When I commanded a combat engineer company, the battalion commander handed me the company guidon and empowered me to run the unit within the guidelines of his orders.

I knew the deal. He knew the deal.

If I had a question, I asked the battalion commander. If he wanted me to do something, he gave me an order and I then passed it along to my platoon leaders, the first sergeant, and the men. We then accomplished the assigned mission.

If I had a beef with the battalion commander, I was welcome to state it, but once he made a decision, I saluted and carried out the order. If I did not accomplish the mission or if I refused to undertake the order, I expected to be relieved.

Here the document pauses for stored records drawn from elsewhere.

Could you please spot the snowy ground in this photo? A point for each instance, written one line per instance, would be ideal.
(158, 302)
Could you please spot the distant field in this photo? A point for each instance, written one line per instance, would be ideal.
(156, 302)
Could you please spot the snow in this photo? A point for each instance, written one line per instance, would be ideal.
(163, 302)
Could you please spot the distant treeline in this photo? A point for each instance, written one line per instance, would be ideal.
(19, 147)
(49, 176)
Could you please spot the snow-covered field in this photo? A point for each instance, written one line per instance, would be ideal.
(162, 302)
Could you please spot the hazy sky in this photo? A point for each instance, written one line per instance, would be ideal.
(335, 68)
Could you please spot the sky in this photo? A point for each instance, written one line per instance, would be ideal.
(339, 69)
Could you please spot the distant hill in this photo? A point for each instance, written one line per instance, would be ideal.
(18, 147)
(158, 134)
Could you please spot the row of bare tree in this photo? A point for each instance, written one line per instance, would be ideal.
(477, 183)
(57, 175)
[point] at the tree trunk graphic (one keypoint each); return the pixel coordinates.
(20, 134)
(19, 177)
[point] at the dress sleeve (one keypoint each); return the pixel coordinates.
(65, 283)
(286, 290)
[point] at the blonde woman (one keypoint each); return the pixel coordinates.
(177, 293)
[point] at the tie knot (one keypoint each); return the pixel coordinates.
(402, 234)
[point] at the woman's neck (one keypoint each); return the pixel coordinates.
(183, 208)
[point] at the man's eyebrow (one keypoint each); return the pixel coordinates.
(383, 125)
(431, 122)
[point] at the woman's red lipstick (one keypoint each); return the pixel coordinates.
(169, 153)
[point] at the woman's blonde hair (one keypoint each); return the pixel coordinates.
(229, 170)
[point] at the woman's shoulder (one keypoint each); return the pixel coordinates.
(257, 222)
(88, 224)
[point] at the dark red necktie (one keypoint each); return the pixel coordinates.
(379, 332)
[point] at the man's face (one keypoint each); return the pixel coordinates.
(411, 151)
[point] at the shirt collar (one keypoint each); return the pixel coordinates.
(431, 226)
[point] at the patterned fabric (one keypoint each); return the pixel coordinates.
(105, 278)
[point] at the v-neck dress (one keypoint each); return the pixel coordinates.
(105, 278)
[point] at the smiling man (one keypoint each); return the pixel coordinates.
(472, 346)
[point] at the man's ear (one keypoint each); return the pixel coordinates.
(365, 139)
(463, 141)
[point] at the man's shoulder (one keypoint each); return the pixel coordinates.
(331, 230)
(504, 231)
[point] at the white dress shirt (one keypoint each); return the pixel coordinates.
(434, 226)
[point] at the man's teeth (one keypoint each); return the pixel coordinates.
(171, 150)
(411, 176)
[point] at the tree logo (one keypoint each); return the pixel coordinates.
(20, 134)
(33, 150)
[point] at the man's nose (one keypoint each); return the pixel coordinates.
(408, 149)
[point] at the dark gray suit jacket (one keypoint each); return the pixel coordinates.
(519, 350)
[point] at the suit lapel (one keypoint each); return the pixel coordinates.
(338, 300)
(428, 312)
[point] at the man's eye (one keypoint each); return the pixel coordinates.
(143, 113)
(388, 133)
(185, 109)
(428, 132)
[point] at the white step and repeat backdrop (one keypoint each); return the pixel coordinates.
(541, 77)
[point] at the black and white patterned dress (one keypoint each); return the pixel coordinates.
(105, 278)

The Army, the military, only works in times of distress if and only if subordinates carry out the orders of their superiors.

A subordinate commander has a responsibility to inform his superior as to the status of  any mission on a continuing basis.

The Army mantra is: Shoot, Move, Communicate.

The Aircraft Carrier

The USS Theodore Roosevelt is one of ten of Nimitz-class nuclear powered aircraft carriers. It is at the core of an attack carrier group and is a powerful extension of American force.